Norris, who is the Henry Francis du Pont Chair of Fine Arts, chairperson of the Department of Art Conservation, and vice provost for graduate and professional education at UD, is co-chairing the seminar with Vinod Daniel, head of the Cultural Heritage and Science Initiative at the Australian Museum. Norris is one of the world's foremost authorities on photograph conservation.

“Artistic and cultural collections worldwide, from motion picture film to monuments to archaeological materials, are at risk, particularly in the face of climate change,” Norris said.

Although collections stewardship is central to the mission of all cultural heritage institutions, Norris said, resources for proper preservation are often lacking, emergency plans are not always in place, and public support is not as strong as it should be.

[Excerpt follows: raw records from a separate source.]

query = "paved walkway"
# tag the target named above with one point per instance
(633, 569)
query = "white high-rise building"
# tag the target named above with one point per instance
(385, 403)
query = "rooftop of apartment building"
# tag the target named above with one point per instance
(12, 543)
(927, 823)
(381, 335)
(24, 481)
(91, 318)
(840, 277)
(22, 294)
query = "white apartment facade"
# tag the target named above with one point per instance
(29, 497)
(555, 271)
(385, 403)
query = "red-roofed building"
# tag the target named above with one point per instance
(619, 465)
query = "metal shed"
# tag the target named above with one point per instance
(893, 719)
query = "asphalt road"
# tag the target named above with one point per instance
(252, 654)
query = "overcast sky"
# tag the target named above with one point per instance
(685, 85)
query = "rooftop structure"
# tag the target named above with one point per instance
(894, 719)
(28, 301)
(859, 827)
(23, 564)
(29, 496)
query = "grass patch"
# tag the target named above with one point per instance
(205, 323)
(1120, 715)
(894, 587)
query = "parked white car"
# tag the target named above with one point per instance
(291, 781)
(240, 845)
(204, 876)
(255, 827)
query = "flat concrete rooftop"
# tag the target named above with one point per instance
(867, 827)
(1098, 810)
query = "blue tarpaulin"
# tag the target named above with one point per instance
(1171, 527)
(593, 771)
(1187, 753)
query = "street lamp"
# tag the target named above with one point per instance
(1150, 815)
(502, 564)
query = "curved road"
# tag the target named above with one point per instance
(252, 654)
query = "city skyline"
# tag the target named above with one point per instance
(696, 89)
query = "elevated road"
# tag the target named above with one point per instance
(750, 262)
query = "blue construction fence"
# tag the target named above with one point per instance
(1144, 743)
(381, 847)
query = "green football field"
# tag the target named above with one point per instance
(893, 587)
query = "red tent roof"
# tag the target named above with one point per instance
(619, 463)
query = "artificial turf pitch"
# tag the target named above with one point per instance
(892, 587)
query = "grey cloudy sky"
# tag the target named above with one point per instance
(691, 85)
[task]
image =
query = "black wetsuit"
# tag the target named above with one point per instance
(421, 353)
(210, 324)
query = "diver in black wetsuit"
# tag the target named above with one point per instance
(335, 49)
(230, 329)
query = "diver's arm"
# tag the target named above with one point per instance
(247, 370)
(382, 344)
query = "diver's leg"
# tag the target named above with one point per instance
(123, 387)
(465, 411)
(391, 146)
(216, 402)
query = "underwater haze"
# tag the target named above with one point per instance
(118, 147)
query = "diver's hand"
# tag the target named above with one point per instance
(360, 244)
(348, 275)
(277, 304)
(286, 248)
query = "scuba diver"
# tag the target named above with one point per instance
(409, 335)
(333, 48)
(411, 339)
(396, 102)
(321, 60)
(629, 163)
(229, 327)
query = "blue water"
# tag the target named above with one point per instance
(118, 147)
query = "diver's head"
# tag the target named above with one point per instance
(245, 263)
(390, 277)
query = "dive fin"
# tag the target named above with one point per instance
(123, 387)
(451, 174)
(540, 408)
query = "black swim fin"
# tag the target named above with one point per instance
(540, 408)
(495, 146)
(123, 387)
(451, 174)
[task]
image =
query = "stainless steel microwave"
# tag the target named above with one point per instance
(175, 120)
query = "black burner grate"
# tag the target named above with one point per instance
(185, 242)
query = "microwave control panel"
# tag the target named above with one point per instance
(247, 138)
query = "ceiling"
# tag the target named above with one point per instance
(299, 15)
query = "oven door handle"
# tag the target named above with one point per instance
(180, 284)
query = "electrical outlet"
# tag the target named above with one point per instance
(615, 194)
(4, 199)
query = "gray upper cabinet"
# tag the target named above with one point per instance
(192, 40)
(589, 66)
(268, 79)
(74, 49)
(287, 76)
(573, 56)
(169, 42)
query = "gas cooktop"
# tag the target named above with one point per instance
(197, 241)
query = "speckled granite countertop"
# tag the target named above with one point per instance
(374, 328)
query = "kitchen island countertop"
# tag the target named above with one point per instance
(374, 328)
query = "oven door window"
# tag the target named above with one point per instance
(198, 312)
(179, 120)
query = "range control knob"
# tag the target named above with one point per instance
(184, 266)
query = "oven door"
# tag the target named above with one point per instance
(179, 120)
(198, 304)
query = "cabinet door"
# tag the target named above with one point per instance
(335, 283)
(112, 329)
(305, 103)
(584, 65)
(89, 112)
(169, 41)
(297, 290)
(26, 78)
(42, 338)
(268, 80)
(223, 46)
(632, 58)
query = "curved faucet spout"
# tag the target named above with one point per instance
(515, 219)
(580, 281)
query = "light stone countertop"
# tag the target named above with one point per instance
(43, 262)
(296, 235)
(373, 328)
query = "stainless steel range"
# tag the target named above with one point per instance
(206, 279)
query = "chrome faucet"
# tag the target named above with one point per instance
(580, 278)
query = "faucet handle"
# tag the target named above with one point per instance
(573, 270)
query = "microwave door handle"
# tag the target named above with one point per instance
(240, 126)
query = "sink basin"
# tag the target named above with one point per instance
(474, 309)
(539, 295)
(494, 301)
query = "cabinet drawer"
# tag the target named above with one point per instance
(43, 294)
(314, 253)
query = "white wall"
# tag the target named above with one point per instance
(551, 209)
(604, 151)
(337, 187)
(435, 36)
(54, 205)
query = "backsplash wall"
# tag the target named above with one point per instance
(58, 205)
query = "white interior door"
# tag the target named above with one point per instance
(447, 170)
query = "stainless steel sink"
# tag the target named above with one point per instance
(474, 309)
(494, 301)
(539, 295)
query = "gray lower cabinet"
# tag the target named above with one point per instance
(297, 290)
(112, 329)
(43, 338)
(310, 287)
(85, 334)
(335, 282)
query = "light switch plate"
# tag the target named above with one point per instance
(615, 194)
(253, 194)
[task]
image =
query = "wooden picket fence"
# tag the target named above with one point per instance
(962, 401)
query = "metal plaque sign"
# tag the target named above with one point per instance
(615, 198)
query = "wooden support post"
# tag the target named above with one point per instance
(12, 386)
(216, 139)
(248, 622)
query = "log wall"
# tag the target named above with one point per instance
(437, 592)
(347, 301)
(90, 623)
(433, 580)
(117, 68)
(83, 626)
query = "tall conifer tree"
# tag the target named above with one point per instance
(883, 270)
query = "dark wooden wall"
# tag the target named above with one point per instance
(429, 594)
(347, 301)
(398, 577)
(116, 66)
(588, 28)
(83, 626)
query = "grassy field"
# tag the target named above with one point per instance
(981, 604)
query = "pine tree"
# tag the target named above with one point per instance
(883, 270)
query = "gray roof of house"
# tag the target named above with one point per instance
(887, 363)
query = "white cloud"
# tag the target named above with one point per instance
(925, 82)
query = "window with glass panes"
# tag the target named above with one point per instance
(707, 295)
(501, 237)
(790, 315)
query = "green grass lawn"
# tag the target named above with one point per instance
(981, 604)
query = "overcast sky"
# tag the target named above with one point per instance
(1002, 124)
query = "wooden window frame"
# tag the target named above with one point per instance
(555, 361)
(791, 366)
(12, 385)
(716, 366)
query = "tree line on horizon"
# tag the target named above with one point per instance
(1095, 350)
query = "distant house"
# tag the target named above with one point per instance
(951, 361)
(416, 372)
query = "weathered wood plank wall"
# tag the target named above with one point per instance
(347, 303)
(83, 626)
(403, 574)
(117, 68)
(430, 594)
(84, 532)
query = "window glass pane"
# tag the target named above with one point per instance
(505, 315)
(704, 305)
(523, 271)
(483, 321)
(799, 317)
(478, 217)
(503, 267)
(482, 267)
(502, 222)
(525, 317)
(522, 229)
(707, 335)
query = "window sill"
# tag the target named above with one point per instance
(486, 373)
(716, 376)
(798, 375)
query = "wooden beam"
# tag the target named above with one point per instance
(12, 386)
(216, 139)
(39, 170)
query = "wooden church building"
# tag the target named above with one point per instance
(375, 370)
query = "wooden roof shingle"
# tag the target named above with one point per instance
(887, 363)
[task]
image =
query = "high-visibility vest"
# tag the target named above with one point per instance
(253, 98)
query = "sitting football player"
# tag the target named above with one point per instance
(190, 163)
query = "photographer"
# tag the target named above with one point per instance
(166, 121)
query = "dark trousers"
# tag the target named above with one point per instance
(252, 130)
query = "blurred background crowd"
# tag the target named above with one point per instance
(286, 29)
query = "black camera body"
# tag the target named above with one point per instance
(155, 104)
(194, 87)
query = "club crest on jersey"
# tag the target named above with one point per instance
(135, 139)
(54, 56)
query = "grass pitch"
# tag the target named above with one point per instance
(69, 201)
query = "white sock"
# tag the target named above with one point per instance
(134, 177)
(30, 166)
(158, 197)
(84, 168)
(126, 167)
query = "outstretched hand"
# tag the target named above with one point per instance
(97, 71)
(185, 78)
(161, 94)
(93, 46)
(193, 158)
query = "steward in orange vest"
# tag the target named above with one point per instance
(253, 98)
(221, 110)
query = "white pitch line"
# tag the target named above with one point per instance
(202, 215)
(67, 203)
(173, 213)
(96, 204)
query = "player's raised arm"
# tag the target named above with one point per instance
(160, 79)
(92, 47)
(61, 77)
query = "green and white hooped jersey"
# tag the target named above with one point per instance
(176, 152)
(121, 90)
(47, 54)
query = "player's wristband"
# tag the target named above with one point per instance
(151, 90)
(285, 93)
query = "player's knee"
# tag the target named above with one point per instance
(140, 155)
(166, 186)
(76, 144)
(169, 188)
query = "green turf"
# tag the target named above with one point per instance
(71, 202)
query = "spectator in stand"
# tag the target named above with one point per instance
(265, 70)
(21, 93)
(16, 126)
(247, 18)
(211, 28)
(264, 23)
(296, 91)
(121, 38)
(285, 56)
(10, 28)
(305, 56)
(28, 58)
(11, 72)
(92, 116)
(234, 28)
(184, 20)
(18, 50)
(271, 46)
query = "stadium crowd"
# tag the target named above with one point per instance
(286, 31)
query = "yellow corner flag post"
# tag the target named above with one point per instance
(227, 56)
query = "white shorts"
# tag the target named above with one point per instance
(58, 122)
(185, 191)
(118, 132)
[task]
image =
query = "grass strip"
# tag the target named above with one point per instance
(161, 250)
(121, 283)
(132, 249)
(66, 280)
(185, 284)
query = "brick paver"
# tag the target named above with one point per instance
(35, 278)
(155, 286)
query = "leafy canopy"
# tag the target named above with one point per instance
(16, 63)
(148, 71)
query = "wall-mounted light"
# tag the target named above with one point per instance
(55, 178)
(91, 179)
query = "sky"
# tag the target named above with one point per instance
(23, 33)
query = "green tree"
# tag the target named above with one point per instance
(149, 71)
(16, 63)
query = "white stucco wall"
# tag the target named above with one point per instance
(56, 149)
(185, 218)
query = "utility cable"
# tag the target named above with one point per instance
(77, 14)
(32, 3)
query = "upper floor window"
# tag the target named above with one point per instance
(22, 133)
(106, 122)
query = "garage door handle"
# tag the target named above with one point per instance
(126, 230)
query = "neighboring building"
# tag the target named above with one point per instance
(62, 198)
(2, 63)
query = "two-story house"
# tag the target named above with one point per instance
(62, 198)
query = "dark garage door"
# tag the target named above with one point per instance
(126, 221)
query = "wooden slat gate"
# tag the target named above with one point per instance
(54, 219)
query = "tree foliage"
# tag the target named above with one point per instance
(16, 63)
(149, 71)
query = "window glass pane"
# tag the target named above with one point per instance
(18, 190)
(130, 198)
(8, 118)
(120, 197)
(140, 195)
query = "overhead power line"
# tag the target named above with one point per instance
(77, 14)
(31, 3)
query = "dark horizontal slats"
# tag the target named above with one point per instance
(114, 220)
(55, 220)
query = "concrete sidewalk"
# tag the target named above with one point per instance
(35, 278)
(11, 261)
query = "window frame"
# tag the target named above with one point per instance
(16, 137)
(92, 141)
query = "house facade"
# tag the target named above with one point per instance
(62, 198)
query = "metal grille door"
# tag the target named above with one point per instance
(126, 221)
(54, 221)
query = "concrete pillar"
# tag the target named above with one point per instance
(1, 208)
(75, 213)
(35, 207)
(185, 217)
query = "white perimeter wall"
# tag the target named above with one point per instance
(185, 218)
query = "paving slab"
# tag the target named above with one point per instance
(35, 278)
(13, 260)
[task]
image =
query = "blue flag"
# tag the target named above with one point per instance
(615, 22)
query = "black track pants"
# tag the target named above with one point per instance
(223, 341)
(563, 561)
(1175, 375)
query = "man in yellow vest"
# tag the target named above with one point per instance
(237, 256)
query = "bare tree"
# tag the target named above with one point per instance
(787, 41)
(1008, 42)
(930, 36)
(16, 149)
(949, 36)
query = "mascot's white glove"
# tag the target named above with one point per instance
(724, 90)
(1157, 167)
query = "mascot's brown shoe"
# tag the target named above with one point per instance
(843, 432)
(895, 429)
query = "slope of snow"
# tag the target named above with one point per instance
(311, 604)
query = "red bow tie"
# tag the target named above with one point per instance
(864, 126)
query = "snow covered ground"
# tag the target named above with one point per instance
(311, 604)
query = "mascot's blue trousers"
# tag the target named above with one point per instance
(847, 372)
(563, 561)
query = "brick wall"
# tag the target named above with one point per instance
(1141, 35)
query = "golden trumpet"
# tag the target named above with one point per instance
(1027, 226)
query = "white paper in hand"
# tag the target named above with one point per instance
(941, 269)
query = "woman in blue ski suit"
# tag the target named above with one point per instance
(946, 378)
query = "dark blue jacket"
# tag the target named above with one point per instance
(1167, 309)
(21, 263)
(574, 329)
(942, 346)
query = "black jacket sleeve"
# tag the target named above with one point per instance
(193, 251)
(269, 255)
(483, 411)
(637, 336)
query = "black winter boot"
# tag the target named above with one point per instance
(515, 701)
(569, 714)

“We intend to strengthen and enhance global partnerships and collaborations through this meeting,” Norris said. “If we can share our strategies we can make a significant difference in protecting and preserving our international cultural treasures.”

Joyce Hill Stoner, the Edward and Elizabeth Goodman Professor of Material Culture and director of UD's doctoral program in preservation studies, will serve as the official rapporteur, summarizing the seminar's results.

Sixty cultural leaders will be in attendance, but we hope that many more will eventually benefit from the written report we put together summarizing the lectures and break-out discussions among those present in Salzburg,” Stoner said. “The Conference Fellows are from institutions representing Africa, Asia, Australia, Europe, and North and South America; this will be quite an important moment in world heritage preservation planning.”

Visit this Web page to follow blog posts from the seminar by Richard McCoy, assistant conservator of objects at the Indianapolis Museum of Art.

The Winterthur/University of Delaware Program in Art Conservation is one of only five programs in the United States to offer the master's degree in art conservation. The program's graduates have conserved numerous irreplaceable objects ranging from the Declaration of Independence to the Dead Sea Scrolls, the architectural interiors of Mount Vernon to the Forbidden City, works of art by Rembrandt to Wyeth, the Star-Spangled Banner, Babe Ruth's baseball contract, Elvis Presley's 81 gold records, and the ruby slippers from The Wizard of Oz.

The Salzburg Global Seminar is an independent, non-governmental organization headquartered at the Schloss Leopoldskron, the mansion where The Sound of Music was filmed. For 62 years, the seminar has brought together leaders, scholars, practitioners, and students from the fields of politics, economics, law, media, culture, and the arts to address issues of global concern.